I stare down at the sleek, thin white cat with green eyes. “It looks hungry.”
She laughs. “She’s an Oriental Shorthair and they’re skinny and sweet. They act like dogs. She will like a dog. Her owner just died. She needs a home. Let’s go meet Snowflake.”
“Snowflake?”
“She already knows her name so our dog can be Sunshine or Summer.”
“A boy dog is not going to be Sunshine or Summer.”
“Boy dogs hump and mark.”
“Boy dogs are heroes and I’m not being outnumbered with all women in the house.”
“Lassie was a girl.”
“I’m not going to win, am I?”
“Maybe,” she says, but she means no.
“Set it up. We’ll go meet Snowflake.”
She grins so big that I swear she brings a little bit of sunshine with her, no, a lot of sunshine, the kind my heart hasn’t known since my mother. God, my mother would have loved her.
Hours later we finally step into our apartment and we both sigh. “Home sweet home,” I say. “I love being here. And that,” I add, pointing to a corner by the fireplace, “is our tree spot.”
Reid turns to me and kisses me. “Are you sure you don’t want to put the tree off until tomorrow? That way we can fuck all night in our own bed?”
“We can fuck all night under the tree.”
I laugh. “Negotiation won and only you could make me laugh at a time like this, considering what I’m about to tell my brother and Royce.

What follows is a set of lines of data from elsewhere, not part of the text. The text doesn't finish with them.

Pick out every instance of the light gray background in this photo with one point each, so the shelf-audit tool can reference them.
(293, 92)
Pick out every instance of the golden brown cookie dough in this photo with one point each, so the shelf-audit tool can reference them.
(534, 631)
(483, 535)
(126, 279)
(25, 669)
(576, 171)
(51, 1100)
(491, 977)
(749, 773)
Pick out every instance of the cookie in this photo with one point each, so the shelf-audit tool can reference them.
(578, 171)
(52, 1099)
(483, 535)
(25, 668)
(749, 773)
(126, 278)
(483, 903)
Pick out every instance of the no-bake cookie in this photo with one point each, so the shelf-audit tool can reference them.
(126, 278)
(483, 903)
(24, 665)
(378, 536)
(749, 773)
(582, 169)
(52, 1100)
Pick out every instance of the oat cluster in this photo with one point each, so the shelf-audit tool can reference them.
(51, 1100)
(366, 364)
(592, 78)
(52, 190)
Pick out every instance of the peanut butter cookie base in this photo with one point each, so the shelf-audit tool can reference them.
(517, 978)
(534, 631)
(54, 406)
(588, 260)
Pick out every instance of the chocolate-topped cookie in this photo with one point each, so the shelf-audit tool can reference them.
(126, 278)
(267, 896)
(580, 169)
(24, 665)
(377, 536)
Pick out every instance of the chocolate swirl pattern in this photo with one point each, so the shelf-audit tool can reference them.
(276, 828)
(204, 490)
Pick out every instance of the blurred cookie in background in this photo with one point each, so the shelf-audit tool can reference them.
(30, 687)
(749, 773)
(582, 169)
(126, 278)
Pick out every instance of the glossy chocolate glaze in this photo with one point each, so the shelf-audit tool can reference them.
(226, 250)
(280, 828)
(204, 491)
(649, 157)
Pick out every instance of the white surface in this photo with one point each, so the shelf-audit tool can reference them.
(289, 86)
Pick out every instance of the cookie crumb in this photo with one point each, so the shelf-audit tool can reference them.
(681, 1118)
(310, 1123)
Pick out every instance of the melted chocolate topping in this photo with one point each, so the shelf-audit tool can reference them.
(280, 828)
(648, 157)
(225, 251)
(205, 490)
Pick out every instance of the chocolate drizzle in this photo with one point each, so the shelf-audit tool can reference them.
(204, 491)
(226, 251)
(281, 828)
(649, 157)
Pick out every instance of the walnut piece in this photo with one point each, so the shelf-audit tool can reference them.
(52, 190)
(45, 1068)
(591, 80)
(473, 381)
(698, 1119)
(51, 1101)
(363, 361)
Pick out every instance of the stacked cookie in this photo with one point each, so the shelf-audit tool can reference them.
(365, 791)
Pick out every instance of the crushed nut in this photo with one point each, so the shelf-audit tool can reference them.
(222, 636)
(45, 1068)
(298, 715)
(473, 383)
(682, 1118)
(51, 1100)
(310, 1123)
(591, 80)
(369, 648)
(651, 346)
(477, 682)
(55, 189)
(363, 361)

Where do you want to go to get the tree?”
“Rockefeller Center, of course, and oh wow, that would have been a cool place to get married at Christmas.”
“We aren’t waiting a year. So, Rockefeller Center, yes. Christmas is too soon and too far away depending on the year.” He kisses me. “Let me go get this damn meeting over with. I’ll be an hour at the most, I hope.”
“It’s still early.” I cover his heart with my hand. “If it takes longer, it takes longer. The tree can wait if it needs to.”
“God, I love you, Carrie.” He kisses me. “I’ll put the bags in the bedroom and take off.”
A few minutes later, he leaves me to unpack and he’s been gone all of a few minutes when the doorbell rings. I frown because it can only be Reid or his siblings, and Gabe is meeting Reid, and Cat wouldn’t just stop by, but Reid isn’t one to leave his key behind. However, we did just travel across the world and everything is scattered. Certain he’s eager to get to his meeting and needs something he left behind, I rush through the living room and fling open the door only to gasp at the sight of the one person I forgot has a clearance to get to the door: Reid’s father.